Mentzel: The biggest challenge we faced in advancing data-driven research in academia was the lack of recognition for the value data-driven researchers had in the pursuit of new discoveries in the natural sciences. The profile of a data-driven researcher has more data science experience than a traditional background. This can make those researchers look less serious about the core discipline to the traditional community.

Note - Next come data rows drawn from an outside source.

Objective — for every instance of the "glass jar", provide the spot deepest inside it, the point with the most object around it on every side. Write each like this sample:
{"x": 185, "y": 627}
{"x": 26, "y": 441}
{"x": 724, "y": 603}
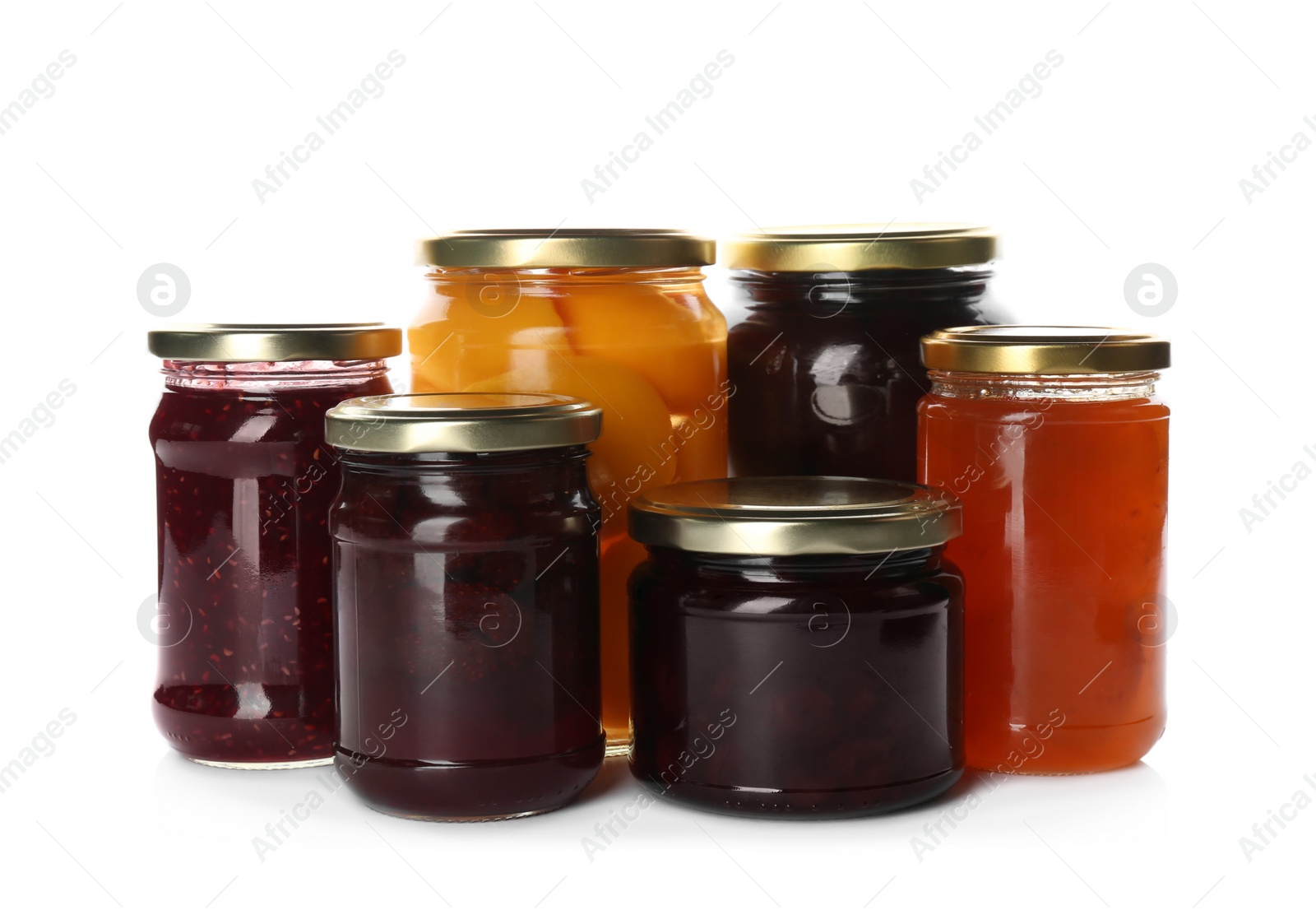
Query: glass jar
{"x": 1057, "y": 445}
{"x": 243, "y": 491}
{"x": 618, "y": 318}
{"x": 796, "y": 646}
{"x": 826, "y": 366}
{"x": 466, "y": 564}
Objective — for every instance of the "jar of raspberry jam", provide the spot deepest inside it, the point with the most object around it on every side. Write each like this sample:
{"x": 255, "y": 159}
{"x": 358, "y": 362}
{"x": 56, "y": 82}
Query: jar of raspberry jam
{"x": 243, "y": 486}
{"x": 826, "y": 366}
{"x": 466, "y": 564}
{"x": 796, "y": 646}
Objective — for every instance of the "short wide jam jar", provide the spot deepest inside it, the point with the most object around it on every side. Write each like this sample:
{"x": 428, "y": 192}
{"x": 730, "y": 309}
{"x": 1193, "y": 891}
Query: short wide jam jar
{"x": 796, "y": 646}
{"x": 1056, "y": 443}
{"x": 243, "y": 486}
{"x": 826, "y": 366}
{"x": 466, "y": 565}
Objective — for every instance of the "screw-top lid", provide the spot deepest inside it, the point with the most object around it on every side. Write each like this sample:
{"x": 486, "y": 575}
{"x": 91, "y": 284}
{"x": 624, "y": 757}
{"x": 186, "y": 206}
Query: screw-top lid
{"x": 1044, "y": 351}
{"x": 461, "y": 421}
{"x": 269, "y": 342}
{"x": 795, "y": 517}
{"x": 579, "y": 248}
{"x": 861, "y": 247}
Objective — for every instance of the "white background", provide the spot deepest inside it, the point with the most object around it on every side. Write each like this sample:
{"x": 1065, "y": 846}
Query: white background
{"x": 1133, "y": 153}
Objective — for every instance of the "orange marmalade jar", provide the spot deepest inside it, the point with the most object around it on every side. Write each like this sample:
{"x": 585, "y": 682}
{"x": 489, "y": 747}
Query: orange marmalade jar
{"x": 1054, "y": 441}
{"x": 618, "y": 318}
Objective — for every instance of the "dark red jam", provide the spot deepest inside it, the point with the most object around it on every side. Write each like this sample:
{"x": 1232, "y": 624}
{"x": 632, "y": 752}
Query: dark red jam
{"x": 800, "y": 686}
{"x": 827, "y": 370}
{"x": 467, "y": 631}
{"x": 243, "y": 488}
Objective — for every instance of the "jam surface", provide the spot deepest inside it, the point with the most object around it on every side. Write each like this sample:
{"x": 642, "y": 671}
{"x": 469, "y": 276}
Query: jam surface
{"x": 796, "y": 686}
{"x": 467, "y": 633}
{"x": 827, "y": 370}
{"x": 1063, "y": 552}
{"x": 243, "y": 486}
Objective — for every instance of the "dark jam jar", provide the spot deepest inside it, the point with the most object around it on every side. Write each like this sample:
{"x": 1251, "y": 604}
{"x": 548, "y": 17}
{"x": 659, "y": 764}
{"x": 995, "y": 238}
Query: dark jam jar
{"x": 243, "y": 486}
{"x": 466, "y": 563}
{"x": 796, "y": 646}
{"x": 826, "y": 368}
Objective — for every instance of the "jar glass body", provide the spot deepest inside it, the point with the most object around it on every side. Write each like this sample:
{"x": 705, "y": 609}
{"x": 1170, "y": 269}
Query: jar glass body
{"x": 827, "y": 372}
{"x": 467, "y": 633}
{"x": 1063, "y": 482}
{"x": 646, "y": 346}
{"x": 819, "y": 686}
{"x": 243, "y": 486}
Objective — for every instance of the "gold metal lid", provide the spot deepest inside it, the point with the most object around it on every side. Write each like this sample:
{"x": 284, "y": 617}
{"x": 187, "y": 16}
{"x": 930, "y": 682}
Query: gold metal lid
{"x": 1044, "y": 351}
{"x": 795, "y": 517}
{"x": 576, "y": 248}
{"x": 461, "y": 421}
{"x": 269, "y": 342}
{"x": 861, "y": 247}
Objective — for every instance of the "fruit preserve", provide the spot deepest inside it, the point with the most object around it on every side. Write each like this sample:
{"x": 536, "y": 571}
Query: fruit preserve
{"x": 826, "y": 366}
{"x": 243, "y": 485}
{"x": 466, "y": 565}
{"x": 796, "y": 646}
{"x": 618, "y": 318}
{"x": 1057, "y": 445}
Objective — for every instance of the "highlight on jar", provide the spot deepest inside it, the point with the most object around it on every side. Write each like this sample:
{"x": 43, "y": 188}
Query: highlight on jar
{"x": 466, "y": 574}
{"x": 796, "y": 646}
{"x": 619, "y": 318}
{"x": 1057, "y": 444}
{"x": 243, "y": 485}
{"x": 826, "y": 365}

We had some of our earlier researchers report to us that they had to hide their data science skills to get past the first hiring hurdles, and then bring them out later as a sort of “special sauce.” These days researchers can lead with data science, as academia, at least for new faculty, seems to be looking more explicitly for these skills.
New: Could you describe some of the data-driven research that was made possible by the Moore Foundation? What are some interesting case studies?
Mentzel: All the post-docs and fellows at the Moore-Sloan Data Science Environments at New York University, University of California, Berkeley, and University of Washington in Seattle are driving new discoveries using data science. They are all worth checking out.
Also, any of the research by our Moore Investigators in Data-Driven Discovery can be attributed to a focus on applying data science in the pursuit of new discoveries in the natural sciences. Examples include: New computational imaging techniques, out of Dr. Laura Waller’s lab at UC Berkeley, which brings the computation, data analysis, and hardware instrumentation together in novel ways to get large scale, high-resolution images in real time; Data science techniques applied to ecological forecasting are being pioneered in Dr. Ethan White’s lab at University of Florida, harnessing large-scale data aggregation, and new forecasting models, in open-source tool chains to drive new insights into the way ecosystems change and evolve; and Dr. Kim Reynolds, at UT Southwestern, who is using data-driven techniques to predict gene expression, and then using these predictions to design new experiments. This back and forth—where new data analysis techniques point to possible new hypotheses, that can then be tested experimentally—is at the heart of what is enabled in data-driven discovery.